Al di là delle ripercussioni sulle attività, c'è anche un aspetto patrimoniale da non sottovalutare. Bondi è impegnato nella trattativa con le banche per farsi finanziare i lavori dell'Autorizzazione integrata ambientale (Aia) nel siderurgico di Taranto e il fatto che le controllate fossero finite nel maxi sequestro, costituiva un ostacolo al negoziato. Evidente, quindi, come lo svincolo delle controllate fosse ritenuto essenziale dal commissario per trattare con le banche da una posizione di maggiore solidità. Soprattutto ora che il dissequestro della Cassazione fa venire meno la possibilità di utilizzare, ai fini della bonifica del sito di Taranto, i beni "sottratti" ai Riva.
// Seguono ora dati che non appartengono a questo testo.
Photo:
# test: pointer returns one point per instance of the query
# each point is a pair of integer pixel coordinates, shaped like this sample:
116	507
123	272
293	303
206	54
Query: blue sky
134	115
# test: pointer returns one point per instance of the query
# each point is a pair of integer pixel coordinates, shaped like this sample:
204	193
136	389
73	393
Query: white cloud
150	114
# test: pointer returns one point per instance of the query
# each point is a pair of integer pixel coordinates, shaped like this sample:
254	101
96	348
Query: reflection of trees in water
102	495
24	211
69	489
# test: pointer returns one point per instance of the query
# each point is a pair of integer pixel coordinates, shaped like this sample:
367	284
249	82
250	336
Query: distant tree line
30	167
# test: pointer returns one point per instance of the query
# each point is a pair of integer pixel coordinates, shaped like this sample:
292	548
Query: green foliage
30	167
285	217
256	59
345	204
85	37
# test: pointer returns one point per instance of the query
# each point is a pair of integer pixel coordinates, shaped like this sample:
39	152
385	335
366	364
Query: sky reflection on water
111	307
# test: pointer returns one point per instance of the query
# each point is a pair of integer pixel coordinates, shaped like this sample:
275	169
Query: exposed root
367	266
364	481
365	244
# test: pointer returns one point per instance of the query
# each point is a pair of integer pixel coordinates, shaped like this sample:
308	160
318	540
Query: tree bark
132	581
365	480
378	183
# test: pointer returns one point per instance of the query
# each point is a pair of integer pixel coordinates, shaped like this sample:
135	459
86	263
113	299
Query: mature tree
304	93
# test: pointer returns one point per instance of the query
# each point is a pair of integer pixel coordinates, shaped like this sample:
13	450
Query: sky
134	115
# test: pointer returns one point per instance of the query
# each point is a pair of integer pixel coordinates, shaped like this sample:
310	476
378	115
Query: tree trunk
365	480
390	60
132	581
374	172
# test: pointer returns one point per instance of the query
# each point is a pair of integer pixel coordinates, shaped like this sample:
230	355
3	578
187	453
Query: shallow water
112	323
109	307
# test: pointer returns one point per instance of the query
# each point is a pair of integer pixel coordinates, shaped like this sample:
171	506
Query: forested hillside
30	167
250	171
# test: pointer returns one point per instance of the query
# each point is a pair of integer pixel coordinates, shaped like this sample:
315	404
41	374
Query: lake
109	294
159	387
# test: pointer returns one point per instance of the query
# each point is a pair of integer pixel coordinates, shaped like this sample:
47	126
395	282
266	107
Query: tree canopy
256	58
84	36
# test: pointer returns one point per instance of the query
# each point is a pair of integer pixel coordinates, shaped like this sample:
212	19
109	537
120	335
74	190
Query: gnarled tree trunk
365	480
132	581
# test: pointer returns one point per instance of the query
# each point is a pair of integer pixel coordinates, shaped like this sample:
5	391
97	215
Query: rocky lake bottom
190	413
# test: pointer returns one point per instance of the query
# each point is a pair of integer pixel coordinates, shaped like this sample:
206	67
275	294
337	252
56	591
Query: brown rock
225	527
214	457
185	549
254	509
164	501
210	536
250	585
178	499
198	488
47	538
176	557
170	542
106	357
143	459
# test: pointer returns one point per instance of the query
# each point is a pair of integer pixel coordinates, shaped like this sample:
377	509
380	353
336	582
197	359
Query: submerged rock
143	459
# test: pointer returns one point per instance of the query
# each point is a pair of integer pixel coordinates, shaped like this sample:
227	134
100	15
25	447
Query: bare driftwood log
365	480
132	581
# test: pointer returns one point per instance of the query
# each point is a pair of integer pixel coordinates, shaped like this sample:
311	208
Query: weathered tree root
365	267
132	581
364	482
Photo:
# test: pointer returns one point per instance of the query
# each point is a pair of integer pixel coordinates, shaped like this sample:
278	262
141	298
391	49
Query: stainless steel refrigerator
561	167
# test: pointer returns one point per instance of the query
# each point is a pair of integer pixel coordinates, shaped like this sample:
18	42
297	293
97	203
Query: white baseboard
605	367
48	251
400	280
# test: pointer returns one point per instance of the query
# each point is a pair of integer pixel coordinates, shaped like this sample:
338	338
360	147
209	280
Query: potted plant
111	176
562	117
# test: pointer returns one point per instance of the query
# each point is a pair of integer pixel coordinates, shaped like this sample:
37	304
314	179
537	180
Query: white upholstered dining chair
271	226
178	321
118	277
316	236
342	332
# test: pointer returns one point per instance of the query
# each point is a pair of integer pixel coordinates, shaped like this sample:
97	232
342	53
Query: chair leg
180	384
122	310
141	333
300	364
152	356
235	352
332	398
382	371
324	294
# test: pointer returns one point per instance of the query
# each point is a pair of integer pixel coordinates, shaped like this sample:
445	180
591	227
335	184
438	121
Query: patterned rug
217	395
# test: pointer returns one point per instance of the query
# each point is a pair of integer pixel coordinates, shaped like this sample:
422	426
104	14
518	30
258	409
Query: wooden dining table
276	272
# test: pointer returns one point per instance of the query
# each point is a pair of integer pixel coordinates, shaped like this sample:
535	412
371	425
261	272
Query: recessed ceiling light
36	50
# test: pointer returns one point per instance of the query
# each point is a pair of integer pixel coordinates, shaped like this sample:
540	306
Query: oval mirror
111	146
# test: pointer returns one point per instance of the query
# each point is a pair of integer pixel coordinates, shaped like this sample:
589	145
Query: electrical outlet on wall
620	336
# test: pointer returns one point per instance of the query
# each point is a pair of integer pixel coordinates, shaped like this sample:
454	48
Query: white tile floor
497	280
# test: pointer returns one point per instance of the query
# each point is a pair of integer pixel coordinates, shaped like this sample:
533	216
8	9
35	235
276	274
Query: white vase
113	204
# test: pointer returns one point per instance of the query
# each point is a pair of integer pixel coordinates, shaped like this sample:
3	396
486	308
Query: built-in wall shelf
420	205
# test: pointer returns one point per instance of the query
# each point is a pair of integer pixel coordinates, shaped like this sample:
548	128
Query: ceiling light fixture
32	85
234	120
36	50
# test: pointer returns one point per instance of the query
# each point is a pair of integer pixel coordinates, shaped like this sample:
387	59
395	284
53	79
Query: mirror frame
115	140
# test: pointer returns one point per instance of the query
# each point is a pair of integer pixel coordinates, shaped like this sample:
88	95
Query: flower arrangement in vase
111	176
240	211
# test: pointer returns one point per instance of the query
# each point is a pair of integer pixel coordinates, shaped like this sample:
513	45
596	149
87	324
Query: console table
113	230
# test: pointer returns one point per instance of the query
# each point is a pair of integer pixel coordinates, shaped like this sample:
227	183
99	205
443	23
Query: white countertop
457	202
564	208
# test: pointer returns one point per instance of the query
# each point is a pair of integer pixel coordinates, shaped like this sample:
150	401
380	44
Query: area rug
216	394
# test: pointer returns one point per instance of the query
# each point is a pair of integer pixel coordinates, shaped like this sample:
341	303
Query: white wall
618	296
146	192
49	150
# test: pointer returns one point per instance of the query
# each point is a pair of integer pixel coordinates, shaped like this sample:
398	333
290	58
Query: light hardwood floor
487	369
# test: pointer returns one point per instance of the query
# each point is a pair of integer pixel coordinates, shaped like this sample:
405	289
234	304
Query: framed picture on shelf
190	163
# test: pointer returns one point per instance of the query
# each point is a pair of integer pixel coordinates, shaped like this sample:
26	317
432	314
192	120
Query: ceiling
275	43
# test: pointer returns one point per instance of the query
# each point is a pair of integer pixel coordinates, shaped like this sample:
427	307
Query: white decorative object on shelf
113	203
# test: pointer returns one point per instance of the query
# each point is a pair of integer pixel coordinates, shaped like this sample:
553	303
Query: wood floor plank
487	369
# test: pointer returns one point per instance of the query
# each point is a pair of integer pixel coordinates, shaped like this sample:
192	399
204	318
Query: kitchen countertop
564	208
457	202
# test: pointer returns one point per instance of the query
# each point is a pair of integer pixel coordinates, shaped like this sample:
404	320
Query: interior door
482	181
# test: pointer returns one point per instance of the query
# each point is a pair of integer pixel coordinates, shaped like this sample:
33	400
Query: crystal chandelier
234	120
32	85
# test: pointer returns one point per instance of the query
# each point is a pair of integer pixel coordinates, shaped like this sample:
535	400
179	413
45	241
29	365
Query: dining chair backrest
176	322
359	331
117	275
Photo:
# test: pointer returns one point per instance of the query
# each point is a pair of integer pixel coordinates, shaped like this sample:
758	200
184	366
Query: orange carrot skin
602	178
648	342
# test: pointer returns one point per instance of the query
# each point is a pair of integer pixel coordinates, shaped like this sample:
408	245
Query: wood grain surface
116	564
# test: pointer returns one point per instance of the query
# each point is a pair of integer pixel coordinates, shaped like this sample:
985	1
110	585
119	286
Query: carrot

Se infatti la legge 89 dell'agosto scorso, quella che ha commissariato l'Ilva, e l'ultimo decreto legge, il numero 136 del 10 dicembre, prevedono la possibilità che il commissario usi nel risanamento tutte le risorse sequestrate ai Riva, quest'ultime, adesso, sono solo 1,9 miliardi che Procura di Milano e Guardia di Finanza hanno scovato nei trust dell'isola di Jersey nell'ambito di un'indagine per reati fiscali e valutari a carico degli stessi Riva. È molto fondata, però, la possibilità che i Riva si oppongano a tale utilizzo spingendo i loro avvocati a sollevare l'incostituzionalità del decreto legge.
In attesa di esaminare le motivazioni della Cassazione, il sub commissario dell'Ilva, Edo Ronchi, non si sbilancia. Ricorda che le risorse su cui i commissari fanno affidamento sono soprattutto quelle bloccate dai giudici milanesi perché costituiscono liquiditá vera, al contrario del gip di Taranto che alla fine si é trovato con pochi soldi e molti immobili, e dice: «Noi andiamo avanti». Oltretutto Bondi e Ronchi hanno anche alzato l'asticella e tra piano ambientale e piano industriale pensano non solo all'Aia ma a un progetto più complessivo – quindi oltre 1,8 miliardi stimati inizialmente - che, oltre a comprendere acque di scarico, rifiuti, rischi da incidenti rilevanti e sicurezza sul lavoro, assicuri all'Ilva uno scatto competitivo. Ecco perché servono anche i soldi sequestrati ai Riva oltre al credito delle banche.

Anche il sindacato vuole capire come evolve la situazione: «A noi - spiega Marco Bentivogli, segretario nazionale Fim Cisl – il dissequestro su Riva sta bene ma solo perché restituisce autonomia industriale a una serie di aziende. Su Taranto è evidente che la bonifica va fatta, che i Riva devono accollarsi gli oneri e che non c'é nessuno in Italia che possa consentire che il pronunciamento della Cassazione equivalga ad un ritorno della mano libera dei Riva».
Domani, intanto, i pm interrogheranno a Taranto il presidente della Regione Puglia, Nichi Vendola. Nell'inchiesta Ilva, è indagato per concussione nei confronti del direttore generale dell'Arpa, Giorgio Assennato. Per l'accusa, avrebbe fatto pressioni su Assennato perché, in materia di controlli ambientali all'Ilva, fosse meno "intransigente".